Improve judgment and expand thinking.  I was particularly struck with Phelan’s criticism of the traditional approach to strategic planning. She argues that the goal of strategy development should not be a plan, but rather it should be a process of corporate self-discovery that expands knowledge and thinking. This is precisely in line with my observation that the value of strategic planning is the process of organizational conversation and alignment it provokes. The document merely serves as an artifact of that creative process. “Planning expands thinking while following a plan limits thinking. And the whole point of developing a strategy is to improve intelligence, not replace it.”
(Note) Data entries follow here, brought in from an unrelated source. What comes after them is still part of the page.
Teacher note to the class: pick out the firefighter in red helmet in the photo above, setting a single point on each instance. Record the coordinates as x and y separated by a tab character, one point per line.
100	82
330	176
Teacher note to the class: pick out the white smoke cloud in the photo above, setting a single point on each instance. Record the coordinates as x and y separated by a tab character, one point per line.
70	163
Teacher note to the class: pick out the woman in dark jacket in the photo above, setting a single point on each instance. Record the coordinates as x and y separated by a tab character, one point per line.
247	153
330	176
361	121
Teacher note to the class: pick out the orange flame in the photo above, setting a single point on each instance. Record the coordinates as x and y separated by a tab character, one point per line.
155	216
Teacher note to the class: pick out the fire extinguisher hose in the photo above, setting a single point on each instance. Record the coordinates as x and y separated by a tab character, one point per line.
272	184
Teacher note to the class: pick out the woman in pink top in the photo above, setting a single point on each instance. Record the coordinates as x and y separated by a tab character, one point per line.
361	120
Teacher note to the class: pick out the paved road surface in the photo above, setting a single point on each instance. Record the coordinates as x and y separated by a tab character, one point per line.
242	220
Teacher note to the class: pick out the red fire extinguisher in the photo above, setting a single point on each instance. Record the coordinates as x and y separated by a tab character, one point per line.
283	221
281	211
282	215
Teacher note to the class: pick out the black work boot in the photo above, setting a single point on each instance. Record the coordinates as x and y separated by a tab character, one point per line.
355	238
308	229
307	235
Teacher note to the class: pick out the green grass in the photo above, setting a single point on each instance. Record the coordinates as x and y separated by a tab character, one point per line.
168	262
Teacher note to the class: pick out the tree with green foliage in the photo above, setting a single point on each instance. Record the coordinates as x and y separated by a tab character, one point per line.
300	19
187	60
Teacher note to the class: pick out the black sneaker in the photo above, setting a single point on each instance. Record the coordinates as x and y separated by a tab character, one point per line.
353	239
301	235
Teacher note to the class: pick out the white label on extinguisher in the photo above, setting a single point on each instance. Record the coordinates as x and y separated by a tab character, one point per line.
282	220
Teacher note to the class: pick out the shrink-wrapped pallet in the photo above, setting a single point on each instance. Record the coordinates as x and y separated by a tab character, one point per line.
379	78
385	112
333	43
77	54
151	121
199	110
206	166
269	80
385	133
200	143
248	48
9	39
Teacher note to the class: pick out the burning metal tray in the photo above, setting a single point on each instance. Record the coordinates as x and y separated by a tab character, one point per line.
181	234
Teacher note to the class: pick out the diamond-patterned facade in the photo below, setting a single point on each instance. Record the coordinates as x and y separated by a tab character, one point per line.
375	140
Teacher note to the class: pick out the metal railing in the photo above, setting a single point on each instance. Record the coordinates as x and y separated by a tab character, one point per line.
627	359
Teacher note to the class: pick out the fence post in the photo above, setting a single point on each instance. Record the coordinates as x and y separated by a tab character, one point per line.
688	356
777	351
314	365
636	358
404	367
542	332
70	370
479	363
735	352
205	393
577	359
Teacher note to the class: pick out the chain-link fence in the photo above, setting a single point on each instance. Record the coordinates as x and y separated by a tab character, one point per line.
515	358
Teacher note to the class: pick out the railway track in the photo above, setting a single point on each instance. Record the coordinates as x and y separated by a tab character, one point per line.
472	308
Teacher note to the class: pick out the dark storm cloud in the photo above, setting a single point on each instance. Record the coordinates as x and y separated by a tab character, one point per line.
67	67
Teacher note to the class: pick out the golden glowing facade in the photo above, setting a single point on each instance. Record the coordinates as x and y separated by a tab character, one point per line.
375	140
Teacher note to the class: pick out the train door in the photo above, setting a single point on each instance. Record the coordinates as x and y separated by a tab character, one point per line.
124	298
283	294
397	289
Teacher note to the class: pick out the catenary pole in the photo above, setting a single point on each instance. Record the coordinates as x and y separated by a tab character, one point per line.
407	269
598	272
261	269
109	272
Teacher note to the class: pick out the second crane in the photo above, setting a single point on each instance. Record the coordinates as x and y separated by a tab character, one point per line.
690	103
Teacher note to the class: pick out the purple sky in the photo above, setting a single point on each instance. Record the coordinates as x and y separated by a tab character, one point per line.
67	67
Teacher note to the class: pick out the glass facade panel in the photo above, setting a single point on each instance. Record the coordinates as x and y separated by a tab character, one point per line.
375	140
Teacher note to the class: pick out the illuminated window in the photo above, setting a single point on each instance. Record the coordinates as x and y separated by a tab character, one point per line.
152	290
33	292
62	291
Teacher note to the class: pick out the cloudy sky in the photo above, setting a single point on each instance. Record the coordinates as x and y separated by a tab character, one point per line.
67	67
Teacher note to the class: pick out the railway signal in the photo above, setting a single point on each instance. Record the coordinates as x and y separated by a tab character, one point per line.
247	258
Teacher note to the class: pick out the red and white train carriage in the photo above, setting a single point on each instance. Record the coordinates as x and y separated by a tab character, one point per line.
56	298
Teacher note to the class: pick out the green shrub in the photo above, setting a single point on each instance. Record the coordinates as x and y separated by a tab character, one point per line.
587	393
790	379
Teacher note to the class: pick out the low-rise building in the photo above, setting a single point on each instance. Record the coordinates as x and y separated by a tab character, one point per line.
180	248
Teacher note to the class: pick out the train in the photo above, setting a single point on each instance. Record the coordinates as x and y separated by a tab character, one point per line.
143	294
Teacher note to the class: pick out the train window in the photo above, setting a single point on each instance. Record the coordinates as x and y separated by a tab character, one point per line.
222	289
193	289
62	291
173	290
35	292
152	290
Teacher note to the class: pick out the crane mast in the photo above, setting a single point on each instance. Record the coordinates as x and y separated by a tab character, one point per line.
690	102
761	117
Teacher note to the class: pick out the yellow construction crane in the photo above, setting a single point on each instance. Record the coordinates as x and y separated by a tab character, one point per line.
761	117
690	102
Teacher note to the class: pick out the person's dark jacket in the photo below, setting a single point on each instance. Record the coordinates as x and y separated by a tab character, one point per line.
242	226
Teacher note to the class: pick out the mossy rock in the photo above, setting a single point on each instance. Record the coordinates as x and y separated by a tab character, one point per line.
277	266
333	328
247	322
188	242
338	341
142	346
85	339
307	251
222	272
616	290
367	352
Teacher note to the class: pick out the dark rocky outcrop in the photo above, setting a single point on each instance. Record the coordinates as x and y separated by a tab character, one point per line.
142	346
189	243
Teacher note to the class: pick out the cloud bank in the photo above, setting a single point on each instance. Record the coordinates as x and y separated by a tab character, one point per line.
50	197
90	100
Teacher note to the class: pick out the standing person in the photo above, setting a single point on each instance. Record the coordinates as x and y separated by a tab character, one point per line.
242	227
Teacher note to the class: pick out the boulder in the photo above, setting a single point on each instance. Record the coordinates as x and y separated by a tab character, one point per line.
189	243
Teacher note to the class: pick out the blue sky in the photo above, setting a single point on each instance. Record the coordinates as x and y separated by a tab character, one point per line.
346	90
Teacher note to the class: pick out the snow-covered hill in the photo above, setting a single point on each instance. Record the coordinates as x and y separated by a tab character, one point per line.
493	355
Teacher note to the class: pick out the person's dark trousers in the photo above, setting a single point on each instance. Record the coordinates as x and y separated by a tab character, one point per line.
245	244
Adjust how we think about metrics. While measurement absolutely has its value, it often causes unintended consequences when followed in a cult-like manner. Phelan reminds us that the important thing to realize about metrics is that they are a means, not an end. “Numerical targets have been a disaster because they have supplanted the objectives the company really wants. Measures are supposed to help you manage, not become the way you manage.”

Kudos to Phelan to invite an honest discussion of how to avoid the very real trap of lose-lose relationships between clients and consultants. It’s a topic I’ve written about in the past, and have had a couple of clients ask for training on how to better approach the management of the consultant relationship. As is so often the case, how we work is at least as important as what we produce – nowhere is this truer than in the case of organizational change. We need clients and consultants to have the guts to have this conversation, and explore new models of collaboration and co-creation.